In [14]:
import pandas as pd
import shap
from sklearn.ensemble import RandomForestRegressor
from sklearn.model_selection import train_test_split
import matplotlib.pyplot as plt

# Load the dataset
file_path = '/Users/amirsedaghatdoost/Library/CloudStorage/OneDrive-TexasA&MUniversity/Papers/Paper01/Analysis_2/Average depthwise properties.csv'
data = pd.read_csv(file_path)

# Define target variables and predictors, excluding unwanted variables
excluded_variables = ['Site', 'Hm', 'Sigma', 'EC', 'Ca', 'Mg', 'K', 'Mn', 'Zn']
target_variables = ['DOC', 'DON', 'NO3', 'NH4', 'Fe(II)', 'Fe(III)', 'Mn (IV)', 'SO4']
predictors = data.drop(columns=target_variables + excluded_variables)

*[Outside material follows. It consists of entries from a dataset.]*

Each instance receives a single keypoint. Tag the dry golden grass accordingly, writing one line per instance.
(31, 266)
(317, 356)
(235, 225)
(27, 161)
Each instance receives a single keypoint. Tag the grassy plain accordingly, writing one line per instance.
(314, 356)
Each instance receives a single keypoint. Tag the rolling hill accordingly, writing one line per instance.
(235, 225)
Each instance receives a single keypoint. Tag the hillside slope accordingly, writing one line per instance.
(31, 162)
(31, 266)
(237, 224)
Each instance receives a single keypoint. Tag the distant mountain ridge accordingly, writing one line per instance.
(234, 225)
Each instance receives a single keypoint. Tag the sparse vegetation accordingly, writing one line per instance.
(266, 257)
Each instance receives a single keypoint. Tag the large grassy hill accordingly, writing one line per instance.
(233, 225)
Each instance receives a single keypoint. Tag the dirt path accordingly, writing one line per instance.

# Convert all columns to float32 for compatibility
predictors = predictors.astype('float32')
data[target_variables] = data[target_variables].astype('float32')

# Map predictor names to their updated versions
updated_names = {
    "Feox": "Fe$_{ox}$",
    "Theta": "Soil moisture",
    "Ks": "K$_{s}$",
    "Bulk Density": "bulk density",
    "Alox": "Al$_{ox}$",
    "ThetaS": "Ɵ$_{s}$",
    "ThetaR": "Ɵ$_{r}$",
    "Alpha": "α",
    "DOC": "DOC",
    "DON": "DON",
    "NO3": "NO$_{3}$",
    "NH4": "NH$_{4}$",
    "Mn (IV)": "Mn(III)",
    "SO4": "SO$_{4}$"
}
predictor_names_updated = [updated_names.get(name, name) for name in predictors.columns]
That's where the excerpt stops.